Ein Bühnenzauber geht schief und der Zauberer Ravi muss echte Magie einsetzen, um sich und seine Assistentin Blanche zu retten. Noch bevor er den Zauber wirkt, ist er sich bewusst, dass dieser Regelverstoß Konsequenzen nach sich ziehen wird. Und ausgerechnet diesen Moment nutzt Blanche, um am Ende der Vorstellung ein magisches Versprechen einzulösen, dessen mächtiges Symbol ein „herbstfarbener Apfel“ ist. Sie fällt in einen tiefen Schlaf, der am nächsten Tag enden soll – doch dieser Tag kommt nicht. Die Société Silencieuse, die über die Einhaltung der Regeln der Magie wacht, hat die Zeit angehalten und zwingt die Welt, den 26. September 1926 wieder und wieder zu erleben.

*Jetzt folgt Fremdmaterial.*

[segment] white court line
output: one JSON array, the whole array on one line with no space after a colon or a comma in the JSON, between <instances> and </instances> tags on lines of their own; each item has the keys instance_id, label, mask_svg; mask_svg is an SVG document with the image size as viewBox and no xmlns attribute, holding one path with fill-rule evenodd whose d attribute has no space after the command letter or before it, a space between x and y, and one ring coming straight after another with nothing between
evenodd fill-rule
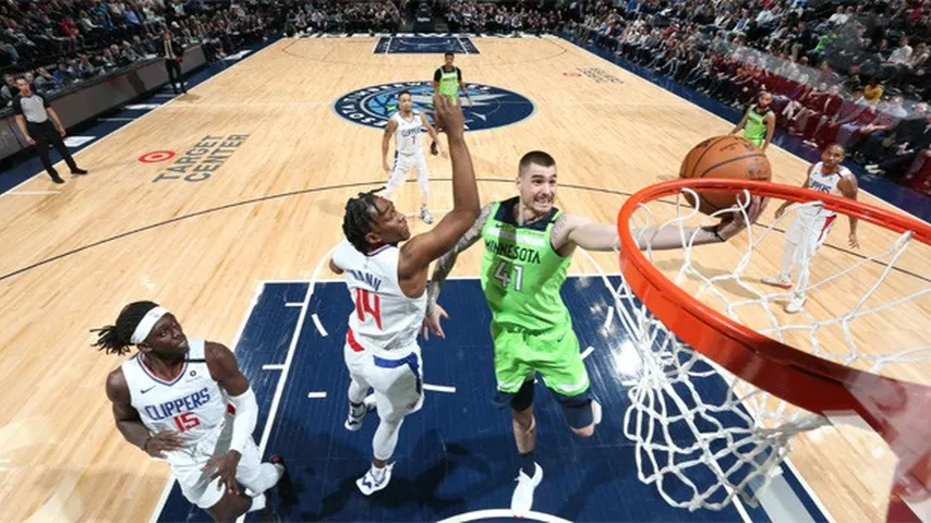
<instances>
[{"instance_id":1,"label":"white court line","mask_svg":"<svg viewBox=\"0 0 931 523\"><path fill-rule=\"evenodd\" d=\"M513 518L513 512L510 509L486 509L486 510L476 510L473 512L466 512L464 514L458 514L445 520L439 520L437 523L467 523L469 521L480 521L480 520L491 520L491 519L505 519L510 520ZM571 523L569 520L564 520L558 515L545 514L543 512L534 512L530 511L527 515L523 516L522 521L542 521L543 523Z\"/></svg>"},{"instance_id":2,"label":"white court line","mask_svg":"<svg viewBox=\"0 0 931 523\"><path fill-rule=\"evenodd\" d=\"M434 392L447 392L449 394L456 393L456 387L447 387L445 385L423 384L423 390L432 390Z\"/></svg>"},{"instance_id":3,"label":"white court line","mask_svg":"<svg viewBox=\"0 0 931 523\"><path fill-rule=\"evenodd\" d=\"M255 54L253 54L253 57L254 56ZM237 64L244 61L245 60L240 61ZM230 69L234 66L235 65L232 65ZM304 327L304 320L307 317L311 296L314 295L316 276L319 273L321 268L323 268L324 263L332 256L332 253L338 246L339 243L336 243L332 248L330 248L329 252L321 258L311 275L311 281L307 284L307 292L304 294L304 301L302 302L303 306L301 307L301 314L298 316L298 323L294 325L294 332L291 335L291 344L288 346L288 355L285 357L285 368L281 369L281 376L278 377L278 384L275 386L275 396L271 398L271 406L268 409L268 417L265 421L265 428L262 430L262 440L258 442L258 455L265 454L265 447L268 446L268 439L271 437L271 426L275 425L275 416L278 414L278 405L281 403L281 393L285 391L285 384L288 381L288 376L291 374L291 362L294 360L294 352L298 349L298 339L301 337L301 329ZM240 515L235 521L237 523L242 523L245 521L245 514Z\"/></svg>"},{"instance_id":4,"label":"white court line","mask_svg":"<svg viewBox=\"0 0 931 523\"><path fill-rule=\"evenodd\" d=\"M602 326L602 330L608 330L610 328L610 324L614 321L614 305L607 308L607 317L605 317L605 325Z\"/></svg>"},{"instance_id":5,"label":"white court line","mask_svg":"<svg viewBox=\"0 0 931 523\"><path fill-rule=\"evenodd\" d=\"M269 47L274 47L274 46L268 46L268 47L266 47L265 49L268 49ZM264 51L265 49L263 49L263 51ZM255 54L253 54L253 57L258 56L261 52L262 52L262 51L256 52ZM225 69L225 70L220 71L219 73L217 73L217 74L215 74L215 75L210 76L209 78L205 80L204 82L201 82L201 84L198 84L197 86L192 87L192 90L193 90L193 89L196 89L196 88L197 88L197 87L200 87L201 85L205 85L205 84L207 84L207 83L211 82L214 78L216 78L216 77L218 77L218 76L223 75L223 74L225 74L225 73L227 73L230 69L235 68L237 65L239 65L240 63L242 63L242 62L244 62L244 61L245 61L245 60L239 61L239 62L237 62L237 63L234 63L234 64L230 65L229 68L227 68L227 69ZM113 131L112 133L109 133L109 134L107 134L106 136L101 136L101 137L100 137L100 139L98 139L98 141L94 142L93 144L88 145L87 147L85 147L85 148L81 149L80 151L75 153L75 155L80 155L81 153L84 153L85 150L89 149L90 147L94 147L95 145L97 145L97 144L99 144L99 143L101 143L101 142L105 142L105 139L104 139L104 138L107 138L107 137L109 137L109 136L112 136L112 135L114 135L114 134L119 133L120 131L122 131L122 130L124 130L124 129L126 129L126 127L131 126L132 124L134 124L134 123L138 122L140 120L142 120L142 119L144 119L144 118L148 117L149 114L152 114L153 112L157 111L158 109L161 109L162 107L166 107L166 106L168 106L168 105L170 105L170 104L173 104L173 102L174 102L174 100L177 100L177 99L178 99L178 98L172 98L172 99L168 100L165 105L158 106L158 108L156 108L156 109L154 109L154 110L152 110L152 111L149 111L149 112L147 112L147 113L145 113L145 114L142 114L141 117L138 117L138 118L134 119L132 122L130 122L130 123L128 123L128 124L123 125L122 127L120 127L120 129L118 129L118 130ZM38 174L36 174L36 175L38 175ZM33 178L35 178L35 175L34 175ZM23 181L23 183L26 183L26 182L28 182L29 180L32 180L32 178L31 178L31 179L27 179L27 180L25 180L25 181ZM22 185L22 183L21 183L20 185ZM19 185L16 185L16 186L19 186ZM13 188L16 188L16 187L13 187ZM3 195L2 195L2 194L0 194L0 197L2 197L2 196L3 196ZM258 285L256 285L256 288L255 288L255 293L254 293L254 294L253 294L253 296L252 296L252 304L250 304L247 313L243 315L242 324L239 326L239 331L237 332L235 338L233 338L233 341L232 341L232 344L231 344L231 346L232 346L232 350L233 350L233 351L235 351L235 345L237 345L237 343L239 343L239 340L242 338L242 333L243 333L243 331L245 331L245 324L247 324L247 323L249 323L249 317L250 317L250 316L252 316L252 311L255 308L255 305L256 305L256 304L258 304L258 296L259 296L259 295L262 295L262 291L263 291L264 289L265 289L265 284L264 284L264 283L259 283L259 284L258 284ZM173 486L174 486L174 474L171 474L170 476L168 476L168 481L167 481L167 482L165 482L165 489L161 491L161 496L159 496L158 501L157 501L157 502L156 502L156 504L155 504L155 510L153 510L153 511L152 511L152 518L149 518L149 523L157 523L157 522L158 522L158 516L159 516L159 515L161 515L161 511L165 509L165 503L167 503L167 502L168 502L168 496L171 494L171 487L173 487ZM185 500L185 501L186 501L186 500Z\"/></svg>"},{"instance_id":6,"label":"white court line","mask_svg":"<svg viewBox=\"0 0 931 523\"><path fill-rule=\"evenodd\" d=\"M311 316L311 318L313 318L314 325L317 326L317 332L319 332L321 336L326 338L327 337L326 329L324 329L324 325L321 323L321 318L317 317L317 313L314 313L314 315Z\"/></svg>"}]
</instances>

Die Geschichte der MAGIER VON MONTPARNASSE setzt sich aus vielen Perspektiven zusammen, wobei sich der Zauberer Ravi und die Kellnerin des „Jardin“ Justine vage als Protagonisten definieren, ohne dass sie mehr Erzählraum als andere Figuren erhalten: Da sind der mürrische Hotelbesitzer Alphonse und seine unzufriedene Frau Esmée, der elegante Zauberer Barneby mit seiner geheimnisvollen Begleiterin und der verträumte Schriftsteller Gaspard. Sie alle treffen im „Jardin“ aufeinander und während sich die Zauberer darüber den Kopf zerbrechen, wie sie die Welt retten können, erfahren wir von den persönlichen Geschichten und Geheimnissen, den Beziehungen der Figuren untereinander, die auf ganz eigene Weise den Motor des Romans antreiben. Obwohl jeder Tag der Zeitschleife seinem Vorgänger ähnelt, wird am Ende der Geschichte keiner der Protagonisten der Gleiche sein.

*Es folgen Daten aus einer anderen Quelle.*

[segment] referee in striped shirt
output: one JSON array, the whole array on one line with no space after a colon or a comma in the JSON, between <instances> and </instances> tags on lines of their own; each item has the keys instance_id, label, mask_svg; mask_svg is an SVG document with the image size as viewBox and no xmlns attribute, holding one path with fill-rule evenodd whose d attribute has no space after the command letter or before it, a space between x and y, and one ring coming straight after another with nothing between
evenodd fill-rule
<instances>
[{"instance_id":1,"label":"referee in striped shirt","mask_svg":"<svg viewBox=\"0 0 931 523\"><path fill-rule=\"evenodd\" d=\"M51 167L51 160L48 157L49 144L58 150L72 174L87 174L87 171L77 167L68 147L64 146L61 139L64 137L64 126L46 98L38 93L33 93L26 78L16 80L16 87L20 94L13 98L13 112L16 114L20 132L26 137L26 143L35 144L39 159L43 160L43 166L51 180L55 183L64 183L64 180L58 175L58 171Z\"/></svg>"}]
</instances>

Während Ravi und seine magischen Mitstreiter wider Willen versuchen einen Weg aus der Zeitschleife zu finden, kristallisiert sich mehr und mehr die Rolle heraus, die Justine in diesem Schauspiel belegt. Wie ein Medium zwischen der Welt der Sterblichen und der Magier wird sie zum Spielball der Mächte und geht sogar eine Verbindung zur schlafenden Blanche ein.
Das Rätsel um Blanches Schlaf ist das mysteriöseste und gleichzeitig das symbolischste in dieser an Anspielungen aus Märchen und dem Christentum reichen Geschichte. Trotz des offensichtlichen Vergnügens, das es Plaschka bereitet, seinen Roman damit zu spicken, wirkt nichts davon überladen oder aufgesetzt. So wie seine poetische Sprache selbst, die stets klug und mit augenzwinkernder Leichtigkeit die Atmosphäre der Belle Époque einfängt und jeder Figur eine einzigartige Stimme verleiht, bleibt er bei subtilen Andeutungen, die sich in ihrer Gänze erst ganz zum Schluss enthüllen – oder erst nach mehrmaligem Lesen.
Die Vorstellung dieses Romans fällt mir schwerer als sonst, nicht nur weil die Lektüre schon mehr als ein halbes Jahr zurückliegt. Ich ahne schon, dass mir die eine oder andere Erkenntnis durch die Lappen gegangen ist. DIE MAGIER VON MONTPARNASSE ist eines der seltenen Bücher, nach denen ich gerne noch einmal greifen werde, um mich mit dem Wissen der ersten Lektüre im Hinterkopf, auf die Suche nach neuen Aha-Erlebnissen zu begeben.

Was kommt nun?

Aber es soll nicht nur bei MONTPARNASSE bleiben. Oliver Plaschka wurde schon vielfach als eine ganz besondere Stimme innerhalb der deutschen Phantastik bezeichnet, davon bin auch ich nun überzeugt. Aber die Entscheidung fällt schwer, welchen Roman ich als Nächstes entdecken soll. DAS LICHT HINTER DEN WOLKEN spielt in einer High-Fantasy-Welt – dort habe ich mich schon lange nicht mehr getummelt, DER KRISTALLPALAST ist Steampunk – zurzeit mein „fachliches“ Interessengebiet, FAIRWATER wiederum ist Urban Fantasy – mein ewiger Liebling. Bei so viel Abwechslung (Science-Fiction kann er übrigens auch) ist natürlich auch die Spannung groß, in welchen Gefilden sich der nächste Plaschka-Roman bewegen wird.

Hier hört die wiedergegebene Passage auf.